As for the costs going up, one of the things that isn't talked about much is the role of medicare/medicaid reimbursement rates in the rising cost of medical care. The government has set medicare/medicaid reibmursement levels to doctors VERY low, and has refused to increase them much over time as a way of keeping the overall cost of the plan down. So what many doctors and hospitals have been doing is tacking that gap between what it costs them and what medicare reimburses on to costs paid by non-medicare/medicaid patients. As a result, non-medicare costs are going up rapidly as that gap widens.

Lately, the government has been exceptioanlly slow in reimbursing medicare/medicaid claims from doctors. As a result, many doctors are starting to refuse to continue accepting medicare/medicaid. My mother in law is currently in the process of having to find another doctor, since hers just informed her last week that she had not received any reimbursement from medicare in the last 9 months for any of the claims she had submitted. She has decided to stop being a bank for the government by doing work for free and she told my father in law to find another doctor still taking medicare quick because most of the doctors in her specialty that she knows are about to quit accepting it as well...so the ones who do still take it are going to be overwhelmed and will quickly stop accepting new patients.
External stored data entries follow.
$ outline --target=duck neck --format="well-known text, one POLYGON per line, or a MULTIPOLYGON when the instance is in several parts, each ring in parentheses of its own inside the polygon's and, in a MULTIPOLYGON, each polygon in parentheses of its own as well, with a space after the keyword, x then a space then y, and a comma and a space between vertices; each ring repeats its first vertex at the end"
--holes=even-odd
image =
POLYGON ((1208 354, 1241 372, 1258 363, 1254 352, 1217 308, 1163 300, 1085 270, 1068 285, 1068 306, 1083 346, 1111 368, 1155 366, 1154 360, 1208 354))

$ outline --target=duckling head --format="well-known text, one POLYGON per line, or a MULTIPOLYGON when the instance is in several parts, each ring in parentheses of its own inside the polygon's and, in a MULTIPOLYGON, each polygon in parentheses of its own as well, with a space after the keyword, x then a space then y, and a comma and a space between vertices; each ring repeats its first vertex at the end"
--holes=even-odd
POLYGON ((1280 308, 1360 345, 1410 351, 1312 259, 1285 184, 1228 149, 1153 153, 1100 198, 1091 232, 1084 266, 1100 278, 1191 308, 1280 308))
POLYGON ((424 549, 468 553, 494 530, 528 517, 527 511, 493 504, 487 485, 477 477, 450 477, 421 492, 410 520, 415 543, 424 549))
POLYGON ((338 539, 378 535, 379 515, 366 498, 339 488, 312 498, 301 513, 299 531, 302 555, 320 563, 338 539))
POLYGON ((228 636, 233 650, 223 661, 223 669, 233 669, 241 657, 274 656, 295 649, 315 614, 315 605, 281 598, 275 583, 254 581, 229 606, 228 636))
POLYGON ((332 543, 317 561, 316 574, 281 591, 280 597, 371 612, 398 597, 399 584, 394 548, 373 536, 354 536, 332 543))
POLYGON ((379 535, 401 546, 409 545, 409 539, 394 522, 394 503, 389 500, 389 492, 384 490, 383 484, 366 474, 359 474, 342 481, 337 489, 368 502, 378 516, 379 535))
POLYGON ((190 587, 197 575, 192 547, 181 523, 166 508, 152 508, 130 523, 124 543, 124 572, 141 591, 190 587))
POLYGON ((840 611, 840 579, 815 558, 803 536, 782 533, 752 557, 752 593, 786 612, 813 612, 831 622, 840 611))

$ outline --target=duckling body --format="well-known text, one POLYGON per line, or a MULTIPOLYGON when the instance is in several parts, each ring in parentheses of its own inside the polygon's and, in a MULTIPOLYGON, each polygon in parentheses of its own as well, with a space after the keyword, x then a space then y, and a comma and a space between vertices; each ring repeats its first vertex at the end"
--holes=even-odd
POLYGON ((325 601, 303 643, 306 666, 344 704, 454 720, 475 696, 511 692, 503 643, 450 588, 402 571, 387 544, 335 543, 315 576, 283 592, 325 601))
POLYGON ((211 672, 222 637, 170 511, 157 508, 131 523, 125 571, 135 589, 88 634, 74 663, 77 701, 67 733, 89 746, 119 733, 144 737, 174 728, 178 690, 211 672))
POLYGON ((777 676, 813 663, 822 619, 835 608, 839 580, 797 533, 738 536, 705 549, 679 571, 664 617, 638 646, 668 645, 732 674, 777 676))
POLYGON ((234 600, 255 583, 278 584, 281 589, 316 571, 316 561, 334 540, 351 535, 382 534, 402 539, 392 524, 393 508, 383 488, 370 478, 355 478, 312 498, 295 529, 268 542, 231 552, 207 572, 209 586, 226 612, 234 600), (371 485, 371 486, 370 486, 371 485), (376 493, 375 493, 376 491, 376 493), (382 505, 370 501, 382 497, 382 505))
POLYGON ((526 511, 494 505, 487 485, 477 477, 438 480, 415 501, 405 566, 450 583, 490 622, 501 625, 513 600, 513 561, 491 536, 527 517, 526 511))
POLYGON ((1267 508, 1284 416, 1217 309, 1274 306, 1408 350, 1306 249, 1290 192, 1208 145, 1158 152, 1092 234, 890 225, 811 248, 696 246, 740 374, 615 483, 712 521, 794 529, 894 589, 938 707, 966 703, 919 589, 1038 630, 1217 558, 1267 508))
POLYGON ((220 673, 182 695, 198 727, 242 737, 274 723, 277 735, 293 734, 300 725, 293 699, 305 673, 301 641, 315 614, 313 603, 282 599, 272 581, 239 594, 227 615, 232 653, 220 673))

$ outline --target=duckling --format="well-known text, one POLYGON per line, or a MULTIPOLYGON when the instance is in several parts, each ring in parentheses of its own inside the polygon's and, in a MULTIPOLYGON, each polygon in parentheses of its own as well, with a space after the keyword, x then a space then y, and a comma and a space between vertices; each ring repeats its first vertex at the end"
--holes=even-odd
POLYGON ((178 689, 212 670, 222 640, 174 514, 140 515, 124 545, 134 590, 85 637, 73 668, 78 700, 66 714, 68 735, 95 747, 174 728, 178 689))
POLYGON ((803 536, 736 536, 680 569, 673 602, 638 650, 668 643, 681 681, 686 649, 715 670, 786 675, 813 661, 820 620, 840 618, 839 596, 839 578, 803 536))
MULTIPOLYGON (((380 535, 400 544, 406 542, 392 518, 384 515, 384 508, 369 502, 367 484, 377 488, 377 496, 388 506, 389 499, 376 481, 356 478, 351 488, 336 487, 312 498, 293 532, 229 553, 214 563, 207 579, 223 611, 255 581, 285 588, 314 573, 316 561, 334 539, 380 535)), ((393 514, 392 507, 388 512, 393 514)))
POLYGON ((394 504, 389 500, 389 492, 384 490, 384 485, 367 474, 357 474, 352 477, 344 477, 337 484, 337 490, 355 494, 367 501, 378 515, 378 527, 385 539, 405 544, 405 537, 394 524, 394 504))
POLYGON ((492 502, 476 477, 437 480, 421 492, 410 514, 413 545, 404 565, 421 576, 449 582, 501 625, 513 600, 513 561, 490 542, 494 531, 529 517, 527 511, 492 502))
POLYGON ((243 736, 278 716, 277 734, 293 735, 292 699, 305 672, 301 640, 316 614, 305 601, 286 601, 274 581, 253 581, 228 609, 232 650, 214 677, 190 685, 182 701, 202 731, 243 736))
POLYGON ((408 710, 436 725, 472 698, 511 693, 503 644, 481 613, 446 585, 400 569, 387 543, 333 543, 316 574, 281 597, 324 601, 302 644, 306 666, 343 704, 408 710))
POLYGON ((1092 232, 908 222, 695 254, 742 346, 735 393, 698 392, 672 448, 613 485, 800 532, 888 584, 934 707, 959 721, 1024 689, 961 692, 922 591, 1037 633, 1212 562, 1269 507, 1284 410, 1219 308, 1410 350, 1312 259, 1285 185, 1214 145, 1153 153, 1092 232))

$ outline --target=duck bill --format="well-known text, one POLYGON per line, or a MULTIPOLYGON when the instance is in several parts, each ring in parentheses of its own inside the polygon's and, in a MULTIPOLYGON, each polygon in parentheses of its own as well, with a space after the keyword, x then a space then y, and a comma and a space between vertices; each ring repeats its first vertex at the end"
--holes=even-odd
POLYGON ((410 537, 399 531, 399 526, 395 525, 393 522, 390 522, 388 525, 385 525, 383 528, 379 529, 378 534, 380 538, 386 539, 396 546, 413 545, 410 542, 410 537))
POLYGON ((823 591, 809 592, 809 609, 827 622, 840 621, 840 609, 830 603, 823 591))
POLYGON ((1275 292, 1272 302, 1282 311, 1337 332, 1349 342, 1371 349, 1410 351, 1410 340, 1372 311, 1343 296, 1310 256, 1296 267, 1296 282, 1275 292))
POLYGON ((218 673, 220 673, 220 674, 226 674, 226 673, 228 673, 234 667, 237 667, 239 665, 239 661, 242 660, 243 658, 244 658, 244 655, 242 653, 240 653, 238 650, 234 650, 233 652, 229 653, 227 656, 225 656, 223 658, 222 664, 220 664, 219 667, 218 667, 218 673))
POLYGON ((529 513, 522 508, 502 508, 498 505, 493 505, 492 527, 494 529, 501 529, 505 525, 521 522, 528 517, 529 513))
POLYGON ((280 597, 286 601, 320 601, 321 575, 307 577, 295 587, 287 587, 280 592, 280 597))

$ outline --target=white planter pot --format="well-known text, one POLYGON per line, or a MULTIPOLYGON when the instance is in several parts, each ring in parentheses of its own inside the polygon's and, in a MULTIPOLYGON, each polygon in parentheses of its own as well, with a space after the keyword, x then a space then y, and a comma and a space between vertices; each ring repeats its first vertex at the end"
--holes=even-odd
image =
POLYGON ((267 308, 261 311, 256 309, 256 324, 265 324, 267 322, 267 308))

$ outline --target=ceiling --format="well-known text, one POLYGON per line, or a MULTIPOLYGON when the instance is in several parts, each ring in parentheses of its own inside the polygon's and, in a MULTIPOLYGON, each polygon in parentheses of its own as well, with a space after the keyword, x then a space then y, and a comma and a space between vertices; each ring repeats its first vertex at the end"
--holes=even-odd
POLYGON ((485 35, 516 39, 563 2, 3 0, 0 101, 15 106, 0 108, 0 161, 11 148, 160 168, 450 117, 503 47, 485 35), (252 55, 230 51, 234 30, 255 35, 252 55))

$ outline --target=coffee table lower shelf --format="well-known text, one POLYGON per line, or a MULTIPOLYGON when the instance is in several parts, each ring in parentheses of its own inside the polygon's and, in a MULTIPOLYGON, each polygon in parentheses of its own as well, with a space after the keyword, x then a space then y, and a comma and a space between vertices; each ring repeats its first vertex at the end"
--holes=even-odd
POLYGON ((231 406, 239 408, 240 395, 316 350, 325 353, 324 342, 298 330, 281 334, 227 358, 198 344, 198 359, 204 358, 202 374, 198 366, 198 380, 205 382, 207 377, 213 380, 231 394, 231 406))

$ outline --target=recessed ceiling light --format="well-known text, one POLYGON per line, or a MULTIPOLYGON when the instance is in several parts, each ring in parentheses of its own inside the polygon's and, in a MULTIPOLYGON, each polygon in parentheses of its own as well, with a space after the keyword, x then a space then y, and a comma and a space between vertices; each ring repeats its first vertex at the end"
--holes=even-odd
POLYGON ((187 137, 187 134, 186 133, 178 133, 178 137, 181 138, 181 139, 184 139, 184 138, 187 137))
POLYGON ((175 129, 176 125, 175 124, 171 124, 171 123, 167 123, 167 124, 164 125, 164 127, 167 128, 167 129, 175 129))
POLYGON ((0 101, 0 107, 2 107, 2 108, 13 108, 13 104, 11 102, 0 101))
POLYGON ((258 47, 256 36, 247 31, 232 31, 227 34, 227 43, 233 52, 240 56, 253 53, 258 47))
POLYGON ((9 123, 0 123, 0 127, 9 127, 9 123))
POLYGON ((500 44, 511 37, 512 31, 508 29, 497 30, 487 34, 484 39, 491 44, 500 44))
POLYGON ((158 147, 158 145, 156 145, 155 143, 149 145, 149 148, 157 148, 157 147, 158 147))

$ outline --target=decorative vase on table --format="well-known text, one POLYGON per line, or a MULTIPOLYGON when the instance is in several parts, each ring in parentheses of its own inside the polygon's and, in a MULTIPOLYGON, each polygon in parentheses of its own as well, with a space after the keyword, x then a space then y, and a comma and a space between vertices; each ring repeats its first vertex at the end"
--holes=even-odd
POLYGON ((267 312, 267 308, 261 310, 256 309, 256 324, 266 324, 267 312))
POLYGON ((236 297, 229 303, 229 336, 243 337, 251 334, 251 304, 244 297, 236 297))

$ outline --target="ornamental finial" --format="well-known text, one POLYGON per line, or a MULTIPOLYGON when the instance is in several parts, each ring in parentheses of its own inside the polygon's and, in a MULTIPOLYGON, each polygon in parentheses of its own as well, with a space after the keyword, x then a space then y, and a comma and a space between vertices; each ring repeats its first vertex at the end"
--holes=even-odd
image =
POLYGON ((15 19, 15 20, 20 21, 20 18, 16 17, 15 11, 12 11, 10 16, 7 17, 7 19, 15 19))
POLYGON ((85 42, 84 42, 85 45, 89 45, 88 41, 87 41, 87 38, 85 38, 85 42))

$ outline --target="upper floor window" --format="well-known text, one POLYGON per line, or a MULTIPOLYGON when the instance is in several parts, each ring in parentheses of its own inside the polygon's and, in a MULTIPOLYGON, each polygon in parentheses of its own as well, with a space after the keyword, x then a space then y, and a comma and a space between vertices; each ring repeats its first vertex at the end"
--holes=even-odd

As for having to switch plans, I understand completely how hard it is when you have to switch docs due to a plan change. But keep in mind that under the plan being considered in congress...those kind of plan changes by companies would not be allowed. You would either have to keep the same plan and pay the higher price...or you would have to go onto a government plan. Private companies would not be allowed to write new coverage. That isn't what Obama is saying when he speaks publicly and answers questions about being able to keep your existing coverage...but that is what is in the bill being considered. I suspect he isn't deliberately lying...I am assuming he just doesn't know all of what is in the bill...very few people do.